13Cr Tubing Selection for WCSB Weyburn CO2 EOR Injection Well Avoiding Repeated Carbon Steel Failures

A Weyburn Unit CO2 injection well with 2,400 m of 73 mm OD L80 carbon steel tubing experienced two tubing failures in 4 years at CO2 partial pressure of 5.5 MPa and 45 degrees Celsius bottomhole temperature, each requiring a $95,000 workover for replacement and causing 18 to 22 days of injection deferral. Total failure cost was $210,000 over 4 years. Continuous filming inhibitor was injected at 80 mg/L but film formation was incomplete at the injection temperatures and flow velocities, leaving uninhibited areas that corroded at 2.8 mm/year measured by corrosion coupon at the tubing anchor. The operator replaced the L80 string with 13Cr L80 tubing at an installed cost of $138,000; corrosion coupon monitoring over the subsequent 36 months showed a corrosion rate below 0.02 mm/year (98 percent reduction). No failures occurred over the 36-month monitoring period; NPV analysis at $50/bbl and 10 percent discount rate showed the 13Cr investment paid back in 3.2 years versus the continue-with-carbon-steel base case.

Fast Facts: Chrome Tubing
  • Primary alloys: 13Cr (12-14% Cr, API L80 Type 13Cr) and Super 13Cr (plus 4-6% Ni, 1-2% Mo); CO2 corrosion rate below 0.025 mm/year versus 1-5 mm/year for carbon steel in same environment
  • Temperature limits: Standard 13Cr to 120 degrees Celsius; Super 13Cr to 150 degrees Celsius; duplex 22Cr and 25Cr super duplex for combined high CO2 and H2S above 0.01 MPa partial pressure
  • H2S limits: NACE MR0175 restricts 13Cr to H2S below 0.003 MPa partial pressure; Super 13Cr qualified to 0.01 MPa H2S; duplex required above 0.1% H2S in WCSB Devonian sour service
  • Weyburn economics: 13Cr at $138,000 installed vs L80 $40,000; payback 3.2 years avoiding $95,000 workovers at 2.8 mm/year CO2 corrosion rate; corrosion reduced 98% to below 0.02 mm/year
  • Connections: Premium metal-to-metal seal threads required for CO2 service; copper-based dope only; zinc-based dopes prohibited (liquid metal embrittlement risk in thermal cycling)
  • Handling: Stainless steel elevator inserts; fiberglass pipe racks; non-metallic drift; carbon steel contact prohibited to prevent iron particle deposition and crevice corrosion initiation

Corrosion resistant alloy (CRA) is the material category encompassing chrome tubing; 13Cr, Super 13Cr, duplex 22Cr, and 25Cr super duplex represent increasing chromium content and corrosion resistance for progressively more aggressive WCSB CO2 and H2S service conditions.
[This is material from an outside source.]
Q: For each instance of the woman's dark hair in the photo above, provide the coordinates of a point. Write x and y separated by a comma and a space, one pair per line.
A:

CO2 corrosion (sweet corrosion) is the primary degradation mechanism chrome tubing prevents; CO2 partial pressure above 0.2 MPa in WCSB Weyburn and Midale injection wells drives carbonic acid attack on carbon steel at 1-5 mm/year that 13Cr passive film reduces below 0.025 mm/year. Sulfide stress cracking (SSC) limits 13Cr applicability in WCSB sour service; NACE MR0175 H2S partial pressure limit of 0.003 MPa for standard 13Cr and 0.01 MPa for Super 13Cr governs material selection for WCSB wells producing mixed CO2-H2S. Weyburn CO2 EOR project in southeastern Saskatchewan is the primary WCSB application for 13Cr chrome tubing in injection strings; 5-10 MPa CO2 partial pressure in injection tubing makes CRA mandatory for economic operation over the 15-25 year project life. Premium connection with metal-to-metal seal is required for WCSB 13Cr CO2 service tubing; API threaded connections without gas-tight seals allow CO2 bypass through the thread helix, creating external corrosion and connection leak paths over time.